Due Date

This assignment is due at the end of the day February 3, 2023

Learning Goals

Assignment Description

We will work with Toronto Police Department Public Safety Data Portal, in particular, about bicycle thefts.

The primary question you will answer with these data is: When and where are bikes most likely to be reported as stolen from in Toronto?

Download the data from here.

Your assignment should be completed in R markdown.

Steps

Given the formulated question from the assignment description, you will now conduct EDA Checklist items 2-4.

  1. First, read in the data. Update the missing data identifiers to NA. Check for import issues (dimensions, headers, footers, variable names and variable types). Check for any data issues (import issues, missing values, data errors) particularly in the key variable we are analyzing. Make sure you write up a summary of all of your findings.

  2. Clean the data – keep only necessary data columns and change the names of the key variables so that they are easier to identify. Change the type of key variables from string to factor as appropriate. Identify any outlier reports, and justify how you handle them.

  3. Explore the main question of interest.
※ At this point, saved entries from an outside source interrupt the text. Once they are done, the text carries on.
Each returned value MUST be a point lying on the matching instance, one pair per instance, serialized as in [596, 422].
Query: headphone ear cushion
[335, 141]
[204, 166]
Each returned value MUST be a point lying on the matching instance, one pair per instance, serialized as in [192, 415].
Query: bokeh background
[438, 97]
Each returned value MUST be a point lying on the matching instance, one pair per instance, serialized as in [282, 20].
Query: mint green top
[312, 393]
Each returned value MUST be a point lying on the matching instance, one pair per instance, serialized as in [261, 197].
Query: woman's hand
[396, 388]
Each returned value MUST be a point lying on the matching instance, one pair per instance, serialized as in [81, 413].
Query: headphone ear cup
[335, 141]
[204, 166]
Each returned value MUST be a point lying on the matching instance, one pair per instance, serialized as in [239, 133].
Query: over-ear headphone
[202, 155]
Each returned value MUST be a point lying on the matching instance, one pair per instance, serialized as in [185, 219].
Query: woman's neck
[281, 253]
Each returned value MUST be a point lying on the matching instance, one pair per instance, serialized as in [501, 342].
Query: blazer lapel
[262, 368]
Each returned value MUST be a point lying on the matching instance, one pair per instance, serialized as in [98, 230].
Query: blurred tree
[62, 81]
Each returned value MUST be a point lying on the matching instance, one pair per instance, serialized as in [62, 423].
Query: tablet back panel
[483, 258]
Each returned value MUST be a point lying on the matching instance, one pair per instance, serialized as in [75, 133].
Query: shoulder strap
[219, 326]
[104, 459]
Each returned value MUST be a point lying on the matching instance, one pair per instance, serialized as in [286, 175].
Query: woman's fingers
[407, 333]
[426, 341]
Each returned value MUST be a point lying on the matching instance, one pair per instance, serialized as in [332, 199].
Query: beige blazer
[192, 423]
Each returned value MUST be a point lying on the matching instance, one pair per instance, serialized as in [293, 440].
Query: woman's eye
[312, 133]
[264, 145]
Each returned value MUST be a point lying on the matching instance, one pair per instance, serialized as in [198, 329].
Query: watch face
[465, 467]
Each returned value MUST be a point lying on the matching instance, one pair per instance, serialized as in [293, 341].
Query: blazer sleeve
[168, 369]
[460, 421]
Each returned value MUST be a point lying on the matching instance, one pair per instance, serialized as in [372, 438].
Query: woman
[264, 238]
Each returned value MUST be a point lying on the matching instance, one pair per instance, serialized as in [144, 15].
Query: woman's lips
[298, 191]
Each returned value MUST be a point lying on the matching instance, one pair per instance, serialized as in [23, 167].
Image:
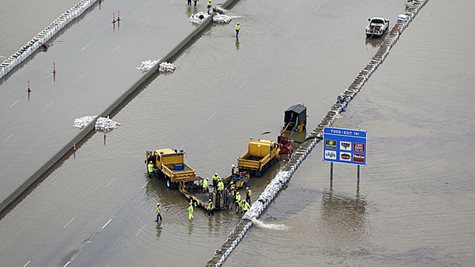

Calculate summary statistics for each season (e.g. means, medians, variances) and then conduct some basic analyses that enable you to compare across winter/spring/summer/fall (e.g. t-test, linear regression). Be sure to show the results and write up explanations of what you observe in these data.

  4. Create exploratory plots (boxplots, histograms, time series) of which neighbourhoods and time of day bikes were reported stolen from.

  5. Create a basic map in leaflet() that shows the locations of all stolen unicycles (and their colours).